Two independent review rounds applied. The first review rejected the original 2-round numbers
(broken CPU-idle gate, unmeasured noise floor, fixed variant order, easy workload only). The corrected harness
below fixed all of that. A second 3-specialty review then caught a real statistical error in the
interim page — the latency significance test was wrong — and this page applies all six of its fixes:
the design-correct paired test, multiple-comparison accounting, an honest one-sided framing of the throughput
result, a hypothesis (not fact) framing of the stub effect, latency percentiles, and removal of an unsupported
mechanism claim.
TL;DR
Throughput: no resolvable overhead, any capture mode — across cached, ClientRead-saturated,
and buffer-miss short-wait (20M sub-4µs waits) regimes. Honest framing: a consistent small cost direction
(all 6 within-binary deltas negative, sign-test p=0.031) with point estimates ≤0.75%, an upper
bound below the measurement floor — not a measured zero.

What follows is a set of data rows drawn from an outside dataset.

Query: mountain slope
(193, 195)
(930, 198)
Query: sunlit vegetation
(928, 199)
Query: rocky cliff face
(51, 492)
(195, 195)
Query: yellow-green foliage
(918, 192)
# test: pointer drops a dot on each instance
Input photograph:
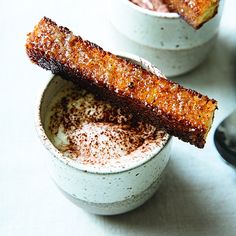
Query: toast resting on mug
(194, 12)
(149, 96)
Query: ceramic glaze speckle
(107, 191)
(163, 38)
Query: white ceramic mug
(101, 192)
(164, 39)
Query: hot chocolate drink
(97, 134)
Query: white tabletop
(198, 195)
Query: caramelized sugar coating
(151, 97)
(195, 12)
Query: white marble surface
(199, 193)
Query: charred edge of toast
(191, 14)
(168, 122)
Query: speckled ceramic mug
(106, 192)
(164, 39)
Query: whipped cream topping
(95, 133)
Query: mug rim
(75, 164)
(167, 15)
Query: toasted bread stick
(151, 97)
(194, 12)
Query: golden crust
(181, 112)
(194, 12)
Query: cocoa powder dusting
(95, 133)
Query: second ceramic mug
(164, 39)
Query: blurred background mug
(163, 38)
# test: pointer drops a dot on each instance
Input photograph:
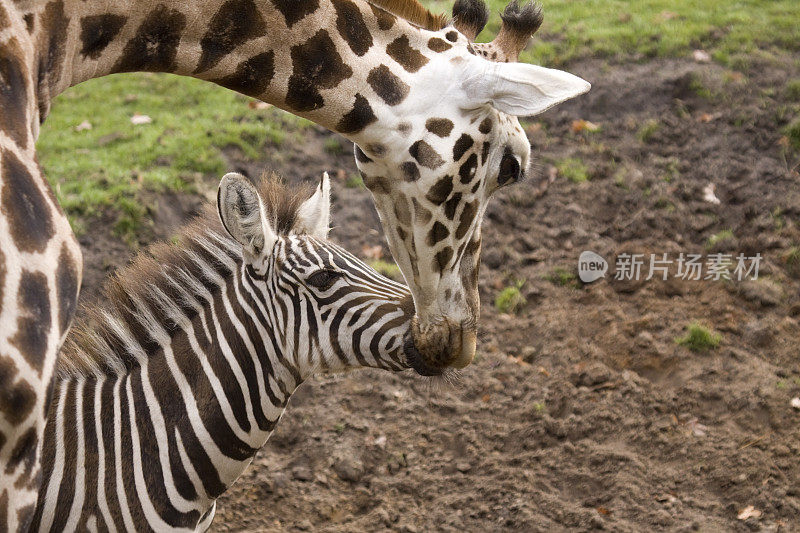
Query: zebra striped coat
(167, 390)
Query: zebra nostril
(415, 359)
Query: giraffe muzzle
(445, 344)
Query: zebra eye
(509, 170)
(323, 279)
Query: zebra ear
(314, 215)
(242, 213)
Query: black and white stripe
(170, 388)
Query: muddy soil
(581, 411)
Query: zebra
(167, 388)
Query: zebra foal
(166, 391)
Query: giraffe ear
(242, 213)
(522, 90)
(314, 215)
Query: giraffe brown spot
(385, 19)
(54, 29)
(351, 26)
(27, 212)
(155, 45)
(361, 157)
(13, 93)
(410, 171)
(441, 190)
(406, 55)
(294, 10)
(437, 233)
(426, 155)
(252, 76)
(235, 23)
(467, 171)
(67, 278)
(33, 323)
(438, 45)
(389, 87)
(17, 398)
(422, 215)
(451, 205)
(442, 259)
(315, 65)
(439, 126)
(463, 144)
(24, 452)
(357, 118)
(97, 31)
(467, 216)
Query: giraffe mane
(142, 292)
(413, 12)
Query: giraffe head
(455, 140)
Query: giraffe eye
(323, 279)
(509, 170)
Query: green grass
(385, 268)
(510, 299)
(115, 164)
(573, 169)
(729, 30)
(648, 130)
(698, 338)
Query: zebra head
(330, 311)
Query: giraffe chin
(431, 351)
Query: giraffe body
(432, 117)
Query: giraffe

Latency: trace adds a small, real ~1.5%; stats is free. With the
design-correct paired test over n=10 cached rounds, trace latency is +5.6µs (+1.5%), positive in 10/10 rounds,
p=0.002 — the one effect that survives multiple-comparison correction. stats is
latency-neutral (+0.7µs, p=0.53).
The trace cost is an open puzzle, not an explained mechanism. It shifts the whole latency
distribution (median +5µs, p99 +27µs) yet leaves throughput untouched — a per-query CPU cost that size would
have cut throughput ~7% at saturation, but throughput moves <0.55%. Mechanism unresolved; needs profiling.
The patched binary with capture off is free; the stub control suggests cross-binary
build variance (~1%) that bounds resolving power — though, honestly, a systematic stub advantage can't be fully
excluded at this sample size.
Method & how every p-value is computed
5 variants.VAN vanilla (no patch) · STB stub (patched source,
--enable-wait-event-timingomitted) · OFF/STA/TRA
the instrumented binary with wait_event_capture = off/stats/trace.
Gold-standard comparison is within one binary:OFF→STA→TRA
are the same binary and same data cluster, differing only by a runtime SET — no
recompile, no re-initdb, so no code-layout or cluster confound.
Design = randomized block. Each round runs all variants once in randomized order; rounds are
blocks (they absorb host drift). The correct test is therefore the paired within-round sign-flip
permutation test — every p on this page is that test. (The first cut of this page mistakenly used
an unblocked two-sample test, whose n=5 floor of 2/252≈0.008 manufactured false significance.)
Multiple comparisons. ~12 primary comparisons; Bonferroni α≈0.05/12≈0.004. At n=5 the paired
test's own floor is 2/32=0.0625, so nothing at n=5 can clear correction — which is why the one real claim
(trace latency) was re-run to n=10 (paired floor 2/1024≈0.002).
Noise floor. A/A (vanilla ×6, same binary+cluster) CV=0.328% — a best-case lower bound;
real interleaved same-binary CVs ran 0.4–1.0%, which only reinforces the “sub-1%, build-variance-limited” framing.
CPU idle measured by vmstat header name (the original off-by-one is fixed). pgbench -S, 5 rounds
each (latency re-tested at 10), -T120.
Throughput — no resolvable overhead (3 regimes)
Within-binary capture cost (paired test) against the A/A floor (±0.33%) and the cross-binary
build-variance floor (~1%). Every bar is inside the floors; no paired p<0.18.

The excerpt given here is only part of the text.